# Destinations: Israel, Part 1



## Weatherman2020 (Oct 2, 2016)

Photos are from the web to give you an idea of a trip that just scratched the surface of things to see and do there. It's all driving, you can go from the south border to the north in 3 hours.



 
Arrive in Tel Aviv.


 
Caesarea. Herod created a harbor and thus one of the largest trading ports in civilization at that time.  Here you can see the Ampitheater, Herods palace is the lower peninsula area, hippodrome, and city/Crusades fort at the top.


 
Just north of Caesarea they were bulldozing a sand dune to create beach access and discovered the cities aqueduct. 


 
Top of Mount Carmel were Elijah took on the followers of Baal.  The green line by the highway is were they would have had to fetch water from 3 times to pour over his wood.




Sea of Galilee. 


 
2,000 year old fishing boat found during a recent drought.


 

Capurnum, where Jesus spent much of his time.  Because of things found this is believed to be the home of Peter. A 'B' rated archeolocal site.  3 ranks are given.  A is for sure, such as Sea of Galilee is an A.  B is there is very strong evidence.  C is a maybe.


 

C rated spot where Jesus did the fish and loaves feeding of the thousands. Because of the bowl shape of the hill you can stand towards at the bottom of the grove and where this pic was taken from hear the person talking at normal voice.


 

Tel Dan.  6,000 year old city and a source of the Jordan River pours out of the ground here.


 


 
This is an ancient gate to the city.  It is likely Abraham walked thru this in his rescue of Lot.


 

Gideon Spring, where Gideon whittled his 22,000 man army down to 300.


 

Beit She'an, founded 5,000BC destroyed in 749AD from a quake and never recovered.  Where this picture is taken was ground level in the 50's, immigrants were put to work excavating the city.  The top party of the area shows the exposed area were stones were pilfered during the centuries. 


 


 

End of part 1


----------



## The Irish Ram (Oct 2, 2016)

Thank you so much for this.  I good sit by the water at Tel Dan all day.


----------



## Weatherman2020 (Oct 2, 2016)

The Irish Ram said:


> Thank you so much for this.  I good sit by the water at Tel Dan all day.
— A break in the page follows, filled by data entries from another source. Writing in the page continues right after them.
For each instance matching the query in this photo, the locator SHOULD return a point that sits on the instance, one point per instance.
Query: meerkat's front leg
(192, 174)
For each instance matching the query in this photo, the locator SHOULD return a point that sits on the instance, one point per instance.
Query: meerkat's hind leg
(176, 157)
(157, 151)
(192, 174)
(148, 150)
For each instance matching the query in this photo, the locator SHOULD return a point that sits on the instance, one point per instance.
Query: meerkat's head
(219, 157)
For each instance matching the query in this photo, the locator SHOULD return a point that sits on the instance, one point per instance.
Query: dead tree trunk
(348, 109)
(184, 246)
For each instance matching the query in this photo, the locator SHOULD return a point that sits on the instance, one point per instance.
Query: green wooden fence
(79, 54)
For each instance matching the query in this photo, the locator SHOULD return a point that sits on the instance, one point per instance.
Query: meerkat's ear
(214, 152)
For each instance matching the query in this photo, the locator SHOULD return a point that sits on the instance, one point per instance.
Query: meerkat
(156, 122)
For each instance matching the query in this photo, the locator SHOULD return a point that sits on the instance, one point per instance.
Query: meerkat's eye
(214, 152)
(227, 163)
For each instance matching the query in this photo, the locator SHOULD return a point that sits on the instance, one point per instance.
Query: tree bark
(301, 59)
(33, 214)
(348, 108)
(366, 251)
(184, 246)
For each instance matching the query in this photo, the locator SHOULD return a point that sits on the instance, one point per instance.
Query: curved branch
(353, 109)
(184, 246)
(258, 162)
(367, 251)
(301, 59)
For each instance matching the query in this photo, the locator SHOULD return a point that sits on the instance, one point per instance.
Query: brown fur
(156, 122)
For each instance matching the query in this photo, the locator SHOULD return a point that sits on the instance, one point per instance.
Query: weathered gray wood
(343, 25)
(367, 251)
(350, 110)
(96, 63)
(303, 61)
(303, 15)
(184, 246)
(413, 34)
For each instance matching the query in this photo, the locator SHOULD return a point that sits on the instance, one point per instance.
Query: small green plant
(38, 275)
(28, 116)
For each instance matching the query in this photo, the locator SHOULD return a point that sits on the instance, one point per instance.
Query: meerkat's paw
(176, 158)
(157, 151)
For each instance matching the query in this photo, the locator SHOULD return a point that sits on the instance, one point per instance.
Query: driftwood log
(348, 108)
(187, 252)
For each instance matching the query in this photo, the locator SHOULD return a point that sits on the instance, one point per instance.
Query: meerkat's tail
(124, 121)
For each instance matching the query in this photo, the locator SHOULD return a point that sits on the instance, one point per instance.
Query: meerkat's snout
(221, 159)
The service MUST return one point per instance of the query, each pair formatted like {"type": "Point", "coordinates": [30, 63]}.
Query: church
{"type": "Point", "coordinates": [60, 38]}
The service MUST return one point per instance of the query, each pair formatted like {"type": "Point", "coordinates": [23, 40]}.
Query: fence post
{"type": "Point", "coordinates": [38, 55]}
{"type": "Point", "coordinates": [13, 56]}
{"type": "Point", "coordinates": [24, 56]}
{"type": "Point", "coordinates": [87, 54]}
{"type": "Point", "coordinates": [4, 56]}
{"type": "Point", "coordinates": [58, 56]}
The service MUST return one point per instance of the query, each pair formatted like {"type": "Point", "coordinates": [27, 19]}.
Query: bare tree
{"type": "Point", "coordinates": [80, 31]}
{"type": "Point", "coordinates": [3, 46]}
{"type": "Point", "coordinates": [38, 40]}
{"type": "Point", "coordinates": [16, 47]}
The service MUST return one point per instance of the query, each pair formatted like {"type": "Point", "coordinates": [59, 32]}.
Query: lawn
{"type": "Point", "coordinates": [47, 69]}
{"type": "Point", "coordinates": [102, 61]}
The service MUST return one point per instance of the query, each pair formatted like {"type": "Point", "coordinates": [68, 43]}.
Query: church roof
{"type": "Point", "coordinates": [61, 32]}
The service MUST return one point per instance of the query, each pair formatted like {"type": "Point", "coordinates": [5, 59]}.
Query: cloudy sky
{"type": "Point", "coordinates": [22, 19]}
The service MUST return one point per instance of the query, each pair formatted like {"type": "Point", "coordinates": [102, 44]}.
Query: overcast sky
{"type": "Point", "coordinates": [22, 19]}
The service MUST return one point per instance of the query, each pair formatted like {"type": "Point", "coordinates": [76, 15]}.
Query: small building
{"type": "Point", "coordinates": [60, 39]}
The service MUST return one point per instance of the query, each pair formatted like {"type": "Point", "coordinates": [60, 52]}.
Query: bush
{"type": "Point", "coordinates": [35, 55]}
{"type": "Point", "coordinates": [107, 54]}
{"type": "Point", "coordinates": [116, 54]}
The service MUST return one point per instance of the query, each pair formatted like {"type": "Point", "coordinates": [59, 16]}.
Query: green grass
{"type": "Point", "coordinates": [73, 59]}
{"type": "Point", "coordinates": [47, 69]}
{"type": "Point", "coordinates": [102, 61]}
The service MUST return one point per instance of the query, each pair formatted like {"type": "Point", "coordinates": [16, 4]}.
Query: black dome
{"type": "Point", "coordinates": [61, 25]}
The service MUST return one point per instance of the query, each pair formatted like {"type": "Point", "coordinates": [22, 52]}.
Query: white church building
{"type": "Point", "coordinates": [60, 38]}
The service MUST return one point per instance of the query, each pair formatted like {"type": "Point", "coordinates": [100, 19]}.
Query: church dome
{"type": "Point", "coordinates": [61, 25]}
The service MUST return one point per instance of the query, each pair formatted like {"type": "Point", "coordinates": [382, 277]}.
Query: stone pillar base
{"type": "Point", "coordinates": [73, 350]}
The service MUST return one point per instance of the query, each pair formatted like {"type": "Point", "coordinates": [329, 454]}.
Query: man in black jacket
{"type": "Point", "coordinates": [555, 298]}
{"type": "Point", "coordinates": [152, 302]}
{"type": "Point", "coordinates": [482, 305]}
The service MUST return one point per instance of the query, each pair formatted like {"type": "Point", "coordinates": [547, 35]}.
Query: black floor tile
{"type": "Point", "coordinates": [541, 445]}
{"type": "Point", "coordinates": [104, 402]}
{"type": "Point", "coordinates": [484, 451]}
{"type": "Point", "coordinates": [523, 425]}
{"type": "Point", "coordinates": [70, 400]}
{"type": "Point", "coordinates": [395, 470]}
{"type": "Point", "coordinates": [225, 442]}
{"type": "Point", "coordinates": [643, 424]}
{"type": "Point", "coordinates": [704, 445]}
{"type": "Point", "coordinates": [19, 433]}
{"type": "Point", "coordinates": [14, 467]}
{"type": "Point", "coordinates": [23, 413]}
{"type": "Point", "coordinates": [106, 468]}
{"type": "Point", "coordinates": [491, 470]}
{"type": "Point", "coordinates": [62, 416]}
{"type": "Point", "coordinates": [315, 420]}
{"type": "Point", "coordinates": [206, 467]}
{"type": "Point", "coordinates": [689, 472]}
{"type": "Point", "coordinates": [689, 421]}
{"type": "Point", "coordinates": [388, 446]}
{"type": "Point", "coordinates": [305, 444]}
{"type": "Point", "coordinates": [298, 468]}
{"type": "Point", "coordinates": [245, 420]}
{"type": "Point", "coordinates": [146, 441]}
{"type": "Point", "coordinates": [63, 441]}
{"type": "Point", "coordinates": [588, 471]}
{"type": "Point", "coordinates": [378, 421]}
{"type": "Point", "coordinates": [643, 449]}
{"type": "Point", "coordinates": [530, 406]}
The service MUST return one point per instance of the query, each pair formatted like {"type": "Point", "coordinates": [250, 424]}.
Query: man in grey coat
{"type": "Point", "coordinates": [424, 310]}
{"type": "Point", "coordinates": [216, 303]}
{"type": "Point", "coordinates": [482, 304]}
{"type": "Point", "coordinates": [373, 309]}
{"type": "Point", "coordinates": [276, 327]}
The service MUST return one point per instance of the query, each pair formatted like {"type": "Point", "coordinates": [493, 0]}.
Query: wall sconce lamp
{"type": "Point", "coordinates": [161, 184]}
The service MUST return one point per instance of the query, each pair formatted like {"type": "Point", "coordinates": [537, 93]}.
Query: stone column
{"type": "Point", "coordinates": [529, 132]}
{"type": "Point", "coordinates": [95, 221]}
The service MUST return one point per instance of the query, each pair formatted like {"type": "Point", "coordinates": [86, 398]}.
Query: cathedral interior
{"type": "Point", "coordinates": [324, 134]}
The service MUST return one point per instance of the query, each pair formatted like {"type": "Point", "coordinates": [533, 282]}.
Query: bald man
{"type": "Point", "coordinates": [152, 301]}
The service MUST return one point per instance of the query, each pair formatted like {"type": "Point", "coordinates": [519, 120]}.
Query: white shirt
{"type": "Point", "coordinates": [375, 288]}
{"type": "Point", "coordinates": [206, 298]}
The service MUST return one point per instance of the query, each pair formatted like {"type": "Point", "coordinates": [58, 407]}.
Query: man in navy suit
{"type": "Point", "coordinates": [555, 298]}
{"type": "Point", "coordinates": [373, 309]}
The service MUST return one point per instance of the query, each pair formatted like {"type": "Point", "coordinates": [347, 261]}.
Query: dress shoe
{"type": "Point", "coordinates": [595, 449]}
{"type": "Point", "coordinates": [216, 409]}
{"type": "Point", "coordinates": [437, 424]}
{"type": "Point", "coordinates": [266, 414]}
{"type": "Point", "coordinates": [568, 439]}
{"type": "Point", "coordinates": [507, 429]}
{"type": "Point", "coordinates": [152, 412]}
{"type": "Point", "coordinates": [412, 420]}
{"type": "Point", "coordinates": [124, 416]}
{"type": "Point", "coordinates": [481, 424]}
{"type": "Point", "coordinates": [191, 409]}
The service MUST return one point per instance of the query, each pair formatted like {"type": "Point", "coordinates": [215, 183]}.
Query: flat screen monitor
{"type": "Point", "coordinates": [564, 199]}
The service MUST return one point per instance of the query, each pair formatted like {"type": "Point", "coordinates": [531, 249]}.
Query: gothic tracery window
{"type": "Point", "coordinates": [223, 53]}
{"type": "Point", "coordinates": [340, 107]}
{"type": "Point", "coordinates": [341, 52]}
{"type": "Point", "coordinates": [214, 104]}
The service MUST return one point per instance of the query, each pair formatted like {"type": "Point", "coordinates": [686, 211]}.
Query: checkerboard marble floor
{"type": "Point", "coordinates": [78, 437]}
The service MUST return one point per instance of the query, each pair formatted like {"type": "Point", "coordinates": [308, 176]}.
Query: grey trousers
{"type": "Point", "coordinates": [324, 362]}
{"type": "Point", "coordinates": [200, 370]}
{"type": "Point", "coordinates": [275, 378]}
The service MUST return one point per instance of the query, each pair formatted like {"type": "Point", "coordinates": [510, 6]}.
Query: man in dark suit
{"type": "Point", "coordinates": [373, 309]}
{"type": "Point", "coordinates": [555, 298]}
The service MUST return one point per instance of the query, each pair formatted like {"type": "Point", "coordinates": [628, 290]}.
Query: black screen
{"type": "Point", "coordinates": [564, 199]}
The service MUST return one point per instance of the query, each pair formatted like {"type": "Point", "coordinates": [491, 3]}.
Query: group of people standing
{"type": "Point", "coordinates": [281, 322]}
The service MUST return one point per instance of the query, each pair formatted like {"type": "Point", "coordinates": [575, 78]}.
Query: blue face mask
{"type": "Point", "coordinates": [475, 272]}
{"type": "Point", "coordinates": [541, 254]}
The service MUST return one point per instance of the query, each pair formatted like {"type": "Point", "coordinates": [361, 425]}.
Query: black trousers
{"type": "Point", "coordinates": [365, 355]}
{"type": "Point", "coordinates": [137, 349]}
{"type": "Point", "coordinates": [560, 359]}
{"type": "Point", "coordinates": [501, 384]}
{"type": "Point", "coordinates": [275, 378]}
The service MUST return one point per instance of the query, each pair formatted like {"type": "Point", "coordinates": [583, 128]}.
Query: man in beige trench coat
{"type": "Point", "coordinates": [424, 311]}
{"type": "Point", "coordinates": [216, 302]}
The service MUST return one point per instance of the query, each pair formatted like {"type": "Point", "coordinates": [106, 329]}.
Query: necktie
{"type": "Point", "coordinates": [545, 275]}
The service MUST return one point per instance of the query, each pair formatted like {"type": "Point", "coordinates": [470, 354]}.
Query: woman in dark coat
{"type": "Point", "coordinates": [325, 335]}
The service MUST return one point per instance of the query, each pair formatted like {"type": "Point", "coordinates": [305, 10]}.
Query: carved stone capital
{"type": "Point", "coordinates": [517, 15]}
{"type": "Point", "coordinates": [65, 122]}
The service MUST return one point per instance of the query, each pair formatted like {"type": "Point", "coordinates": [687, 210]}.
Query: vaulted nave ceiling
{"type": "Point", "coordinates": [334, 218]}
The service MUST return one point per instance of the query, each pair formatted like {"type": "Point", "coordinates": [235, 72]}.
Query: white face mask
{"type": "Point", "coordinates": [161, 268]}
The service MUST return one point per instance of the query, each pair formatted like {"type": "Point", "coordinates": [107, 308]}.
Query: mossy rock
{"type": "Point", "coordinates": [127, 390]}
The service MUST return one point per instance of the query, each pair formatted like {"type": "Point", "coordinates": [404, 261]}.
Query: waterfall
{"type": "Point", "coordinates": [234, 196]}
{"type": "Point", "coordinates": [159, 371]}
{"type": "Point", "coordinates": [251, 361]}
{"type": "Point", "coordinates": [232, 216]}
There was something about that water pouring out of the ground that made you want to jump in.  Pure H2O.  
Part 2 coming.


----------



## TheOldSchool (Oct 2, 2016)

Weatherman2020 said:


> The Irish Ram said:
> 
> 
> > Thank you so much for this.  I good sit by the water at Tel Dan all day.
> ...


We will wait with bated breath


----------